Objective of the Workshop

The recent successful experiments in the field of Superheavy Element Research have clearly revealed first important information on the stability of these nuclei and how they can be produced. However, these experiments also demonstrated the current limitations. The production cross-sections decrease to values of about one picobarn for the heaviest elements, which at GSI requires irradiation times of several weeks using present day technology. The limitations could be overcome by an upgrade of the UNILAC into direction of higher beam intensities and DC beams. How the modernization could be technically achieved so that the unique source of information on nuclear interaction can further be explored, is the main aim of the workshop.

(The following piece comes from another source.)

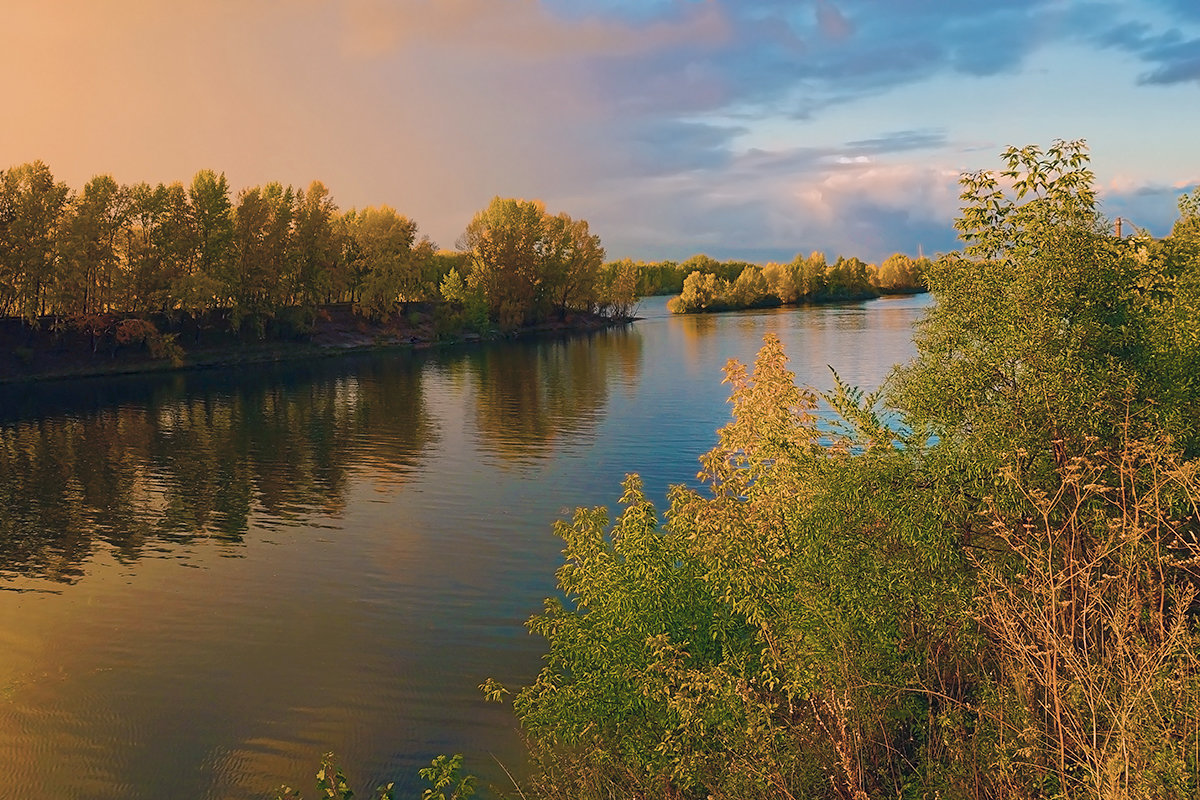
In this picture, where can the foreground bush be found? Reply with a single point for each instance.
(991, 597)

Key scientists from major laboratories working in the fields of Superheavy Element Synthesis, ion-source developments and accelerator physics (FLNR Russia, LBNL USA, RIKEN Japan, GANIL France, JYFL Finland, IMP China, and GSI Germany) will be invited to present their views, plans, developments, etc. towards the Superheavy Element Program at their laboratory. Studies of Superheavy Elements with respect to their nuclear and atomic structure, chemical properties and high precision mass measurements will be topics of the workshop.

The discussion of the experimental program will be accompanied by contributions from leading theorists presenting the most recent developments in the fields of nuclear structure calculations and reaction dynamics.